Lesson 7: Co-Pilot approvals & Auto-Pilot graduation
This is where the daily habit and the long-term payoff meet: how to work the approval queue well, and how a task stream earns the right to run on its own.
Reading a recommendation card
Every card shows you three things:
- The action — exactly what the bee wants to do ("raise Deluxe by NPR 1,200 for tomorrow").
- The numbers — the impact, so you can sanity-check it at a glance.
- The reasoning — why, in plain language ("88% occupancy and a festival in Janakpur").
You can edit the values in place — change 1,200 to 800 — before approving. You are never forced into an all-or-nothing yes/no.
A live recommendation card — the bee's proposed rate, its rationale, and your Approve / Edit / Reject controls.
Edit, don't silently reject
When a recommendation is close but not right, edit it.

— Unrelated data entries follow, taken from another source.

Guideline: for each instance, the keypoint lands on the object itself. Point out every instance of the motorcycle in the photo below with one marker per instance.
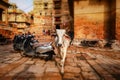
(27, 46)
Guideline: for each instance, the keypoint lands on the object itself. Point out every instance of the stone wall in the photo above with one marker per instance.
(118, 19)
(97, 19)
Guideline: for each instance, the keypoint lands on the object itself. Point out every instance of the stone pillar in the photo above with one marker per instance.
(110, 19)
(6, 16)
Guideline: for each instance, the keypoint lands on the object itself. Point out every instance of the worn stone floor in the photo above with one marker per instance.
(82, 63)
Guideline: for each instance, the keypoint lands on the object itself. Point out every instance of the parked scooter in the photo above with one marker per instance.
(28, 48)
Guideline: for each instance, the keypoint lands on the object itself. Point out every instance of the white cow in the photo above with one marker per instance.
(63, 42)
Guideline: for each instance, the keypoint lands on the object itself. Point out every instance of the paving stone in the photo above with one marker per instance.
(52, 76)
(71, 76)
(72, 69)
(55, 69)
(36, 69)
(90, 76)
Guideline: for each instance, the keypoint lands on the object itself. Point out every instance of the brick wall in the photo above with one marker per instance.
(97, 19)
(118, 20)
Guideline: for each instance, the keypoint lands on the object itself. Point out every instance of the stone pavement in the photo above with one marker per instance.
(81, 64)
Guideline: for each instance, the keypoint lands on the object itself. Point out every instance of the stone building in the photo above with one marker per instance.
(4, 30)
(43, 14)
(18, 19)
(96, 19)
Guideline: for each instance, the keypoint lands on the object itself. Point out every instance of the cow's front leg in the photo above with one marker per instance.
(63, 59)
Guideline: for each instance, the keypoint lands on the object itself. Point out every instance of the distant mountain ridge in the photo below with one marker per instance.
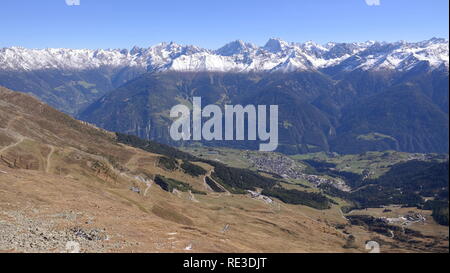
(237, 56)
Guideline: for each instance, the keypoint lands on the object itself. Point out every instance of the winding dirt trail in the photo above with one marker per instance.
(21, 139)
(47, 165)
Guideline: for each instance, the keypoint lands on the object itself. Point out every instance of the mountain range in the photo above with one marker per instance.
(336, 97)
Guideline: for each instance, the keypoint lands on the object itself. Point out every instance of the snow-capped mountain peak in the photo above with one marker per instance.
(238, 56)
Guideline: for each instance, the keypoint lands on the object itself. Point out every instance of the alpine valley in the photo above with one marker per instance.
(336, 97)
(87, 163)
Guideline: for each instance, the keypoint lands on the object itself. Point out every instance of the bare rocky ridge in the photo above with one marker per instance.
(65, 183)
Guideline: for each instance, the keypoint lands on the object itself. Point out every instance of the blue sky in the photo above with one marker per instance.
(212, 23)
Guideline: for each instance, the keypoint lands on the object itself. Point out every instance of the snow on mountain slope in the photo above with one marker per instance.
(237, 56)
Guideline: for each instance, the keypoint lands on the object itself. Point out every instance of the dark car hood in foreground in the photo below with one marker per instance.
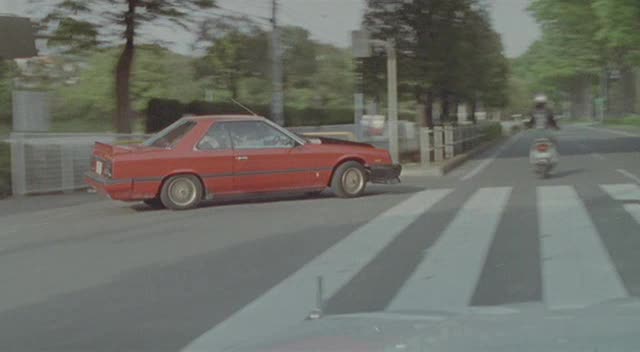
(613, 326)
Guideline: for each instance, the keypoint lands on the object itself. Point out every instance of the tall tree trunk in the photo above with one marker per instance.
(445, 107)
(122, 121)
(428, 107)
(473, 106)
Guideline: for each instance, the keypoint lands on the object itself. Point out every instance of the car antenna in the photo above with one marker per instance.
(244, 107)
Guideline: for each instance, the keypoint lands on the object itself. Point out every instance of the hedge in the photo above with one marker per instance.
(163, 112)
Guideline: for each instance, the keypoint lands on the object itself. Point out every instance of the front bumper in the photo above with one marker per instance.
(120, 189)
(387, 174)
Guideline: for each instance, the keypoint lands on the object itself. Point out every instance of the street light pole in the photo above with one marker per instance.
(392, 96)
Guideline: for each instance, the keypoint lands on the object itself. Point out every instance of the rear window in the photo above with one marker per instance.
(171, 135)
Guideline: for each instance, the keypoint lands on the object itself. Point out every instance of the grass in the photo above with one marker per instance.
(632, 121)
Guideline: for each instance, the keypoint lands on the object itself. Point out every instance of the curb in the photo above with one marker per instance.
(441, 169)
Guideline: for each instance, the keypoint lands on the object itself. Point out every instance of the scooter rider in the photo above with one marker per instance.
(542, 121)
(542, 116)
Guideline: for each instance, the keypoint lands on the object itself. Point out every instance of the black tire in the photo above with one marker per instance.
(181, 192)
(154, 203)
(349, 180)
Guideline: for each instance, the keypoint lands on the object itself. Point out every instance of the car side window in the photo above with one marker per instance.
(217, 138)
(169, 137)
(258, 135)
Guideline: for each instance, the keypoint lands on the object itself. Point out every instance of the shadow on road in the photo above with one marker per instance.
(288, 197)
(564, 173)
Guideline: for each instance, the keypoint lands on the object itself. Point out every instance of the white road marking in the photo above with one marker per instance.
(289, 302)
(483, 165)
(626, 192)
(452, 266)
(576, 268)
(629, 175)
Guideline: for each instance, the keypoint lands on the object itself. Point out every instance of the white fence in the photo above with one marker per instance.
(53, 162)
(445, 142)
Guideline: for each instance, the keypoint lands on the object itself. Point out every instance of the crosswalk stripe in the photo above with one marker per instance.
(626, 193)
(576, 268)
(287, 303)
(447, 277)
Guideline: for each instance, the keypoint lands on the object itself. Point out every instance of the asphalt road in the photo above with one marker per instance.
(95, 275)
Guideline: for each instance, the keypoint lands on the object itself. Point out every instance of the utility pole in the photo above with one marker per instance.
(277, 97)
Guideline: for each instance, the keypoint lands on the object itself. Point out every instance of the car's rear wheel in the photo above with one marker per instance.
(154, 203)
(181, 192)
(349, 180)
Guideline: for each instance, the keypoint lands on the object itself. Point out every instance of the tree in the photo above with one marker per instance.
(583, 42)
(156, 73)
(235, 49)
(6, 76)
(85, 24)
(439, 49)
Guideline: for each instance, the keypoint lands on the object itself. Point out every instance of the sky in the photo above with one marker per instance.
(331, 21)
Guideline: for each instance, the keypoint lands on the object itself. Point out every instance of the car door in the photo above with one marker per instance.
(214, 154)
(265, 158)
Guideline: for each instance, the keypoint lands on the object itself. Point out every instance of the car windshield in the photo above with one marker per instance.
(215, 175)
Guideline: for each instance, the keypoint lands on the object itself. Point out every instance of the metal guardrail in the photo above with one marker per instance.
(54, 162)
(445, 142)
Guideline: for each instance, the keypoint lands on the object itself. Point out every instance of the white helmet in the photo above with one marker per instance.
(540, 99)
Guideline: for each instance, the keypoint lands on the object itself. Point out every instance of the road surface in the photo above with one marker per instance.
(109, 276)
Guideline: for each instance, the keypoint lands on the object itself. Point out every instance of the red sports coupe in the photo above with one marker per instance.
(203, 157)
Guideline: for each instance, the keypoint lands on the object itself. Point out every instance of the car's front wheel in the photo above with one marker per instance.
(181, 192)
(349, 180)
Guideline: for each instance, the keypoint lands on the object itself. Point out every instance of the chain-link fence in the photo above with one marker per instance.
(53, 162)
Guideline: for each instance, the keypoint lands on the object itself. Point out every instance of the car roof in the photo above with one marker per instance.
(227, 117)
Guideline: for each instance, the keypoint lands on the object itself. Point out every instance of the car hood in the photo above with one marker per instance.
(613, 326)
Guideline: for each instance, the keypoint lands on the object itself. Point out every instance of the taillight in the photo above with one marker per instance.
(543, 148)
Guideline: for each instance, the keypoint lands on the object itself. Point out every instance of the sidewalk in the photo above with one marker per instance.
(23, 204)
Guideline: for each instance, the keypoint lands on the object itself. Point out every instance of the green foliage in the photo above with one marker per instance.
(446, 47)
(237, 65)
(82, 25)
(633, 121)
(157, 72)
(619, 28)
(582, 39)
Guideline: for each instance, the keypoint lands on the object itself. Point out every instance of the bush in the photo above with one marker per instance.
(163, 112)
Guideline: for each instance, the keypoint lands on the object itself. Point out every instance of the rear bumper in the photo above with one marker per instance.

An edit teaches the AI your exact preference (Lesson 6) and moves a stream toward graduation. A silent reject only says "no" — it withholds the very signal that would stop the AI making the same suggestion again. Reserve rejection for recommendations that are simply wrong, and add a one-line reason when you do.
How a stream graduates to Auto-Pilot
Auto-Pilot is granted per stream (pricing, review drafts, dispatch) and only when the evidence is overwhelming. A stream must clear all of these:
- ≥ 90% agreement between what the AI proposed and what you actually approved,
- across at least 100 real decisions,
- sustained over at least 60 days,
- with zero guardrail breaches in that window.
Miss any one and the stream stays in Co-Pilot. A single guardrail breach demotes it instantly and notifies the owner. Even once qualified, activation is owner-only and invite-gated — managers and staff cannot switch it on.
You are never locked in
Auto-Pilot is always reversible. You can pull any stream back to Co-Pilot whenever you want to resume hands-on oversight, and the Kill Switch halts everything at once. Graduation is a convenience the AI earns — never a loss of your control.